Sono informazioni che servono a far partire risposte immediate, per eliminare il problema prima che questo provochi reazioni da parte del consumatore o dell’utente scontento o, addirittura, l’analisi deve poter permettere di scoprire e risolvere il problema anche se l’utente non ne ha ancora coscienza.

Serve perciò un’analisi predittiva sui Big Data (interni ed esterni all’organizzazione), con strumenti che possono macinare miliardi dati e trovare quei modelli che evidenziano cosa sta accadendo e anche cosa sta per accadere come conseguenza del problema latente, e scoprire e risolvere il problema è ormai una questione real-time.

Infatti, secondo il 41% dei manager che già oggi gestiscono sistemi di Big Data, il tempo d’intervento è ormai da valutare in minuti, o anche pochi secondi, secondo sistemi e circostanze.

Siamo all’analisi e al monitoraggio continuo: un costruttore può monitorare le apparecchiature installate o in uso ai suoi clienti e determinare quale componente sta per guastarsi e avvisare il cliente del possibile problema e/o inviare il tecnico per la riparazione di un componente che fino a quel momento non ha ancora presentato problemi; ma il costruttore può utilizzare queste informazioni anche per migliorare le successive versioni del prodotto.
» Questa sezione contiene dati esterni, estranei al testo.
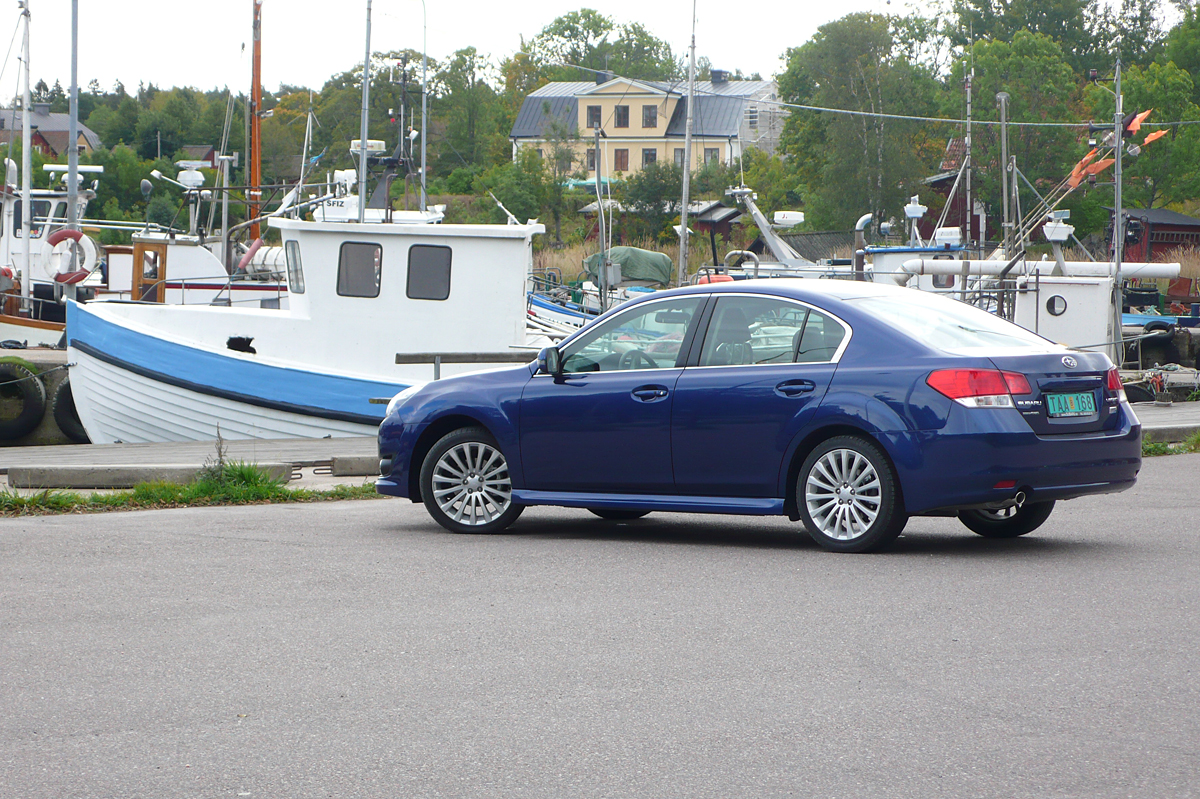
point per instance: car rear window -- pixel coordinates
(947, 324)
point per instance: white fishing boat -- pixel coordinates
(373, 310)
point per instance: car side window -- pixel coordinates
(820, 340)
(645, 337)
(753, 330)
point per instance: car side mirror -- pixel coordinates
(550, 361)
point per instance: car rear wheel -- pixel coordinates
(466, 484)
(617, 515)
(847, 496)
(1009, 522)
E i big data sono una manna anche per il marketing dove, ad esempio, l’esame automatico del modo di interagire di un cliente con i sistemi informativi, quelli di supporto e con le reti di vendita possono far capire che quel tipo di cliente è scontento, e perciò sta per lasciarci, o che un altro sta diventando un cliente pericoloso visto il suo modus operandi che si discosta dal solito o che è simile a quelli di altri clienti che hanno creato problemi, e basti pensare al settore assicurativo dove le frodi sono frequenti o al campo finanziario dove il rischio di insolvenza è meglio prevenirlo che curarlo, impegnando la banca in tentativi di rientro del credito lunghi e spesso da passare a perdita.

Anche il settore sociale può trovare benefici dai Big Data: in alcuni paesi la polizia sta riducendo i tassi di criminalità utilizzando in tempo reale i dati per scoprire modelli di criminalità  che altrimenti passerebbero inosservati, e anche per permettere di meglio posizionare pattuglie e agenti di polizia in modo da prevenire il crimine, piuttosto che affrontare i gravi problemi dopo il fatto.
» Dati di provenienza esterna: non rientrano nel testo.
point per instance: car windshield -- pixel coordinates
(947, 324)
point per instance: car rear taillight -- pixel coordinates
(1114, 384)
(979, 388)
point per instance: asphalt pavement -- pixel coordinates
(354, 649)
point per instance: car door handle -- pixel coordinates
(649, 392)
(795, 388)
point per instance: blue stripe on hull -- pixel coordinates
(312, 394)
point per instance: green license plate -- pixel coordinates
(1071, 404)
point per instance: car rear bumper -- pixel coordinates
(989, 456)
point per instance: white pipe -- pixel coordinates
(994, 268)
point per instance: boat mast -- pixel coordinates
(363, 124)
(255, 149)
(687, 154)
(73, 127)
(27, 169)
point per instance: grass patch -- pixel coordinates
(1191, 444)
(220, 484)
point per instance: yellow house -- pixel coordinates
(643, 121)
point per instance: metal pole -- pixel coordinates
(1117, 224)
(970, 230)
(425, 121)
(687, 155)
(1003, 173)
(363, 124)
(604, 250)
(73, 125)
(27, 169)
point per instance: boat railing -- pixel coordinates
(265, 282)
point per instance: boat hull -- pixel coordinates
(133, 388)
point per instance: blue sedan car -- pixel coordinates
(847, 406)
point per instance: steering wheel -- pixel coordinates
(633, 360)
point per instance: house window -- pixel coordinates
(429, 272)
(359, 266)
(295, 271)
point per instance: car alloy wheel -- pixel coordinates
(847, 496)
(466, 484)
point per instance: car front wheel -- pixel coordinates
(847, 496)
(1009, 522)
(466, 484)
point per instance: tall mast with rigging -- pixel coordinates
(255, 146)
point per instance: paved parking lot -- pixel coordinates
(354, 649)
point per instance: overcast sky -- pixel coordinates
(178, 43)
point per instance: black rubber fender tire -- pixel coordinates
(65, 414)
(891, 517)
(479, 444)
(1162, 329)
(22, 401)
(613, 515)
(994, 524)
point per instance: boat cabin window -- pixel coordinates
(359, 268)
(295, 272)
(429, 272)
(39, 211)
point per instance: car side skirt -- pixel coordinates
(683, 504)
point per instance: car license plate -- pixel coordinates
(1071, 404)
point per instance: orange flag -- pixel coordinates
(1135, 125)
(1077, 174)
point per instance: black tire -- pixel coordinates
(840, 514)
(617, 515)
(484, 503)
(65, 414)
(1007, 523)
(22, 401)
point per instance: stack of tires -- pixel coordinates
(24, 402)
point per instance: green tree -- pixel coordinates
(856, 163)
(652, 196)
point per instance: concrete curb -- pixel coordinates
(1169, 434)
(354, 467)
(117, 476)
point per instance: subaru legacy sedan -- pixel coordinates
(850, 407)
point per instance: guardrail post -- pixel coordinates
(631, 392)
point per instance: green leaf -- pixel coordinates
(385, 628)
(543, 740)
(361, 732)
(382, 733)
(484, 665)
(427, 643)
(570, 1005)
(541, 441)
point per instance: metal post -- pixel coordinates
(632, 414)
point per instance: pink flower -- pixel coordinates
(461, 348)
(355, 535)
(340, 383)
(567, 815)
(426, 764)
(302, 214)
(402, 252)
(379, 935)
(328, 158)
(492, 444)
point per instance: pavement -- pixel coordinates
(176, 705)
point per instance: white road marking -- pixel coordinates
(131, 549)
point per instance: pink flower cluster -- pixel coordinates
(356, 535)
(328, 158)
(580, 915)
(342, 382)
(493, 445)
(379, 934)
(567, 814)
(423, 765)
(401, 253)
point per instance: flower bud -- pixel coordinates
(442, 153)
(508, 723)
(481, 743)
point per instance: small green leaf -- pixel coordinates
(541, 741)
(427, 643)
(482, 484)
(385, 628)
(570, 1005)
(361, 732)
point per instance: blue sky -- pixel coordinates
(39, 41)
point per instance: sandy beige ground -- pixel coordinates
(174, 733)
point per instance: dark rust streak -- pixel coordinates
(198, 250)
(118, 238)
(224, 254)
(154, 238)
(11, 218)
Sono tantissimi i settori dove l’analisi predittiva sui big data può apportare concreti e immediati benefici, dalla sanità al fisco, dall’energia ai trasporti, insomma dovunque il numero e il flusso di dati sia enorme, occorre però che i manager, sopratutto non tanto quelli ICT ma quelli dei settori marketing, vendite, post vendita e customer care, capiscano che esiste uno strumento formidabile per far diventare le loro operazioni più simili a quelle di un sistema di controllo del traffico aereo, con analisi e risposte immediate a scenari che cambiano con rapidità.